Hacker News new | ask | show | jobs
by DaGardner 3636 days ago
as many "transpilers" / compilers, whatever you might name them, it lacks example input output.

I want to see how my new rust code base looks light, does it compile with some heuritics, or just 1:1 C to rust primitives?

2 comments

Here you go. It didn't like my stdio.h. Apparently enums and unions aren't supported, but:

    extern int printf(char *, ...);

    int main(int argc, char argv[]) {
        printf("Hello, world!\n");
        return 0;
    }
Was turned into:

    extern {
        fn printf(arg1 : *mut u8, ...) -> i32;
    }
    #[no_mangle]
    pub unsafe fn main(mut argc : i32, mut argv : *mut u8) -> i32 {
        printf(b"Hello, world!\n\0".as_ptr() as (*mut u8));
        0i32
    }
edit: Also worth noting, it removes all comments. I believe this to be a limitation of language-c [1]

[1] https://hackage.haskell.org/package/language-c

It transliterates C to Rust all right, but the Rust isn't any safer than the C that goes in. Note the representation of an null-terminated string - it's an unsafe pointer to a byte. That's what it was in C, transliterated unsafely to Rust. Some safe Rust representation for C arrays is needed.

From the description of how it translates a FOR loop, it does so by compiling it down to the primitive operations and tests. A Rust FOR loop does not emerge. That needs idiom recognition for the common cases including, at least, "for (i=0; i<n; i++) {...}".

This is a big job, but it's good someone started on it.

This is explained in the readme:

A Rust module that exactly captures the semantics of a C source file is a Rust module that doesn't look very much like Rust. ;-) I would like to build a companion tool which rewrites parts of a valid Rust program in ways that have the same result but make use of Rust idioms. I think it should be separate from this tool because I expect it to be useful for other folks, not just users of Corrode. I propose to call that program "idiomatic", and I think it should be written in Rust using the Rust AST from syntex_syntax.

couldn't that be a more general 2nd pass. rust -> rust?
Shouldn't a C `int` be converted to Rust's `isize`. I think that captures the spirit better.
Not to look a gift horse in the mouth, but it seems like Corrode misses some other chances to use idiomatic Rust:

1. Rust fn:main doesn't need to return something.

2. The arguments to main aren't mutated, so Rust doesn't need to declare them as mutable.

3. Ditto for the argument to printf.

Anyone know how easy it is to recognize and code for such cases in the transpiler?

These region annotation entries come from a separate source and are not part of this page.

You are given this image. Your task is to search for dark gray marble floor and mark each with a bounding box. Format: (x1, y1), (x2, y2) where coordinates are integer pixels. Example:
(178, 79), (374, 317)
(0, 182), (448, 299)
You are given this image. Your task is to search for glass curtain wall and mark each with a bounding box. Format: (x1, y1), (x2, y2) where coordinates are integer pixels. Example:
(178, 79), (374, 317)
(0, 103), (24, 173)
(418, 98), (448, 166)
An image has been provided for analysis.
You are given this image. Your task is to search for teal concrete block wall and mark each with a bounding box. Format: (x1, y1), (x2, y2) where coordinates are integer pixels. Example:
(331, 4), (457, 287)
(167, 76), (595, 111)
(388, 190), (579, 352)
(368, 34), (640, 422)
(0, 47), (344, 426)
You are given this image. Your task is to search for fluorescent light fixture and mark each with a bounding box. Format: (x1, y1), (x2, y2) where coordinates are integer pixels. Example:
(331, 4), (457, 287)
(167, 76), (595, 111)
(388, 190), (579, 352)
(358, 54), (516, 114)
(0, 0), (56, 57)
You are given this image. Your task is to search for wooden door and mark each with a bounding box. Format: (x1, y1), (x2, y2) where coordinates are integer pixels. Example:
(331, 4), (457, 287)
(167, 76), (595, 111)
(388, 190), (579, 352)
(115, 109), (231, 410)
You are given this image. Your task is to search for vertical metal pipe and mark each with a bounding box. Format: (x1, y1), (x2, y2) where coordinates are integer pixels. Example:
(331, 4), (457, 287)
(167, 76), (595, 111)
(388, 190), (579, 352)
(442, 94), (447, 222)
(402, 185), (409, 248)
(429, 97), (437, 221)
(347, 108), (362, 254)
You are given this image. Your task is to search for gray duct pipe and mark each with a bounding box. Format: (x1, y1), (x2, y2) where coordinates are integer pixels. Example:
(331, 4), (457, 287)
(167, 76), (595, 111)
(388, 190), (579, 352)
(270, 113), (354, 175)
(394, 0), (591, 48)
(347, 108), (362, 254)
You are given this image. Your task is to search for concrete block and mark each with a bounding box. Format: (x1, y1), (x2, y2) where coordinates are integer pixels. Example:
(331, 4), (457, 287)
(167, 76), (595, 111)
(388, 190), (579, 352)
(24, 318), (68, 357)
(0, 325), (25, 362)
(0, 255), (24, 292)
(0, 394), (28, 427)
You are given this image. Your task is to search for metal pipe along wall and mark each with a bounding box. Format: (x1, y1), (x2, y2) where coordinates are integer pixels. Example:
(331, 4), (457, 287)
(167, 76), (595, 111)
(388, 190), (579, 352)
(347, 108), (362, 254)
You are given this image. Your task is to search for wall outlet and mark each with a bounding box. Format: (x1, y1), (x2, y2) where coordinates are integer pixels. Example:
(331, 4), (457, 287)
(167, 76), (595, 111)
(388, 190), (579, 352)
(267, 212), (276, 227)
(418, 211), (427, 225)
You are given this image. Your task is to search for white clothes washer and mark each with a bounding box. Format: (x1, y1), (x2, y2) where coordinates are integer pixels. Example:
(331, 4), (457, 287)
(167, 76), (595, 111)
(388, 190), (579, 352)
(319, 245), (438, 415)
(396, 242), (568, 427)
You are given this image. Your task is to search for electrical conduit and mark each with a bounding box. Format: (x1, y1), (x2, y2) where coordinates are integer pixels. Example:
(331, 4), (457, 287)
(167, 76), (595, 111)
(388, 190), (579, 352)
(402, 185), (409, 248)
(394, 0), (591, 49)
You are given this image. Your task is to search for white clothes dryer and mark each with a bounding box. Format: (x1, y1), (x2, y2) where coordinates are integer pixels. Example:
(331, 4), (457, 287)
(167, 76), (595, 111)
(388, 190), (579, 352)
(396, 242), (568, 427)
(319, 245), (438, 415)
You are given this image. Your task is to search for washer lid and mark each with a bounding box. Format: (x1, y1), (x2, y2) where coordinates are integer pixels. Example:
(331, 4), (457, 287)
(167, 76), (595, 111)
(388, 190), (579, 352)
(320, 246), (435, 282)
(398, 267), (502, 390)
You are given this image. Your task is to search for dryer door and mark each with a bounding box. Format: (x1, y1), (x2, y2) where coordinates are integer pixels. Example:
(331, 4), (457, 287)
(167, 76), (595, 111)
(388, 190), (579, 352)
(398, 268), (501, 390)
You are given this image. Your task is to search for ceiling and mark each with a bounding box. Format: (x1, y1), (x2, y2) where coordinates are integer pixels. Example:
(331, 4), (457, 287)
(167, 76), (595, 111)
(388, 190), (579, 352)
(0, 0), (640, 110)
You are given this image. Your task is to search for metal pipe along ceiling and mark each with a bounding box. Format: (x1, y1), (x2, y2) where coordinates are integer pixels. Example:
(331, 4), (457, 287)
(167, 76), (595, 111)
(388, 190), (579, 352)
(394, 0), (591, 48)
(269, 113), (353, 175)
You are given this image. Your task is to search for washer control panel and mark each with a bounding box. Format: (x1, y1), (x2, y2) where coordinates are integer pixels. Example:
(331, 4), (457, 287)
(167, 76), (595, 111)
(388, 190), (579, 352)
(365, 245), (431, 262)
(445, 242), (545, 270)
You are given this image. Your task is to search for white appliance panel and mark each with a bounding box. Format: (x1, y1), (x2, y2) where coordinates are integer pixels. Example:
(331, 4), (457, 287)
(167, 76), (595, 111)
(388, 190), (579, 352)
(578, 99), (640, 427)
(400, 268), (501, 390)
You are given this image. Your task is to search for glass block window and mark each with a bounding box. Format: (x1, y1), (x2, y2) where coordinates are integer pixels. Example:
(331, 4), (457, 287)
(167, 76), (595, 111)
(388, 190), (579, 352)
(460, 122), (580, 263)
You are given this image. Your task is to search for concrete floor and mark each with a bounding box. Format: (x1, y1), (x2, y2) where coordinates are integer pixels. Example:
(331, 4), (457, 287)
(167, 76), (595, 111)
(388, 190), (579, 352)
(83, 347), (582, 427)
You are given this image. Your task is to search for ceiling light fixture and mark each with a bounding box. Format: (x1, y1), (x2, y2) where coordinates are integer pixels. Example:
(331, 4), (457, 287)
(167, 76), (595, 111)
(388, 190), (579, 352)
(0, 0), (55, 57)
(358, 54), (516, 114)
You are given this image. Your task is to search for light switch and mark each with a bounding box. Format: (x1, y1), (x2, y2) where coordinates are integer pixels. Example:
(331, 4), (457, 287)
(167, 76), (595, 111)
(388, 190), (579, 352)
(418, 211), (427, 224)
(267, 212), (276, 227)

Edit: It looks like they might have opposite design goals [1]: "Corrode aims to produce Rust source code which behaves exactly the same way that the original C source behaved, if the input is free of undefined and implementation-defined behavior. ... If a programmer went to the trouble to put something in, I want it in the translated output; if it's not necessary, we can let the Rust compiler warn about it." (Edit2: cleaned up and numbered)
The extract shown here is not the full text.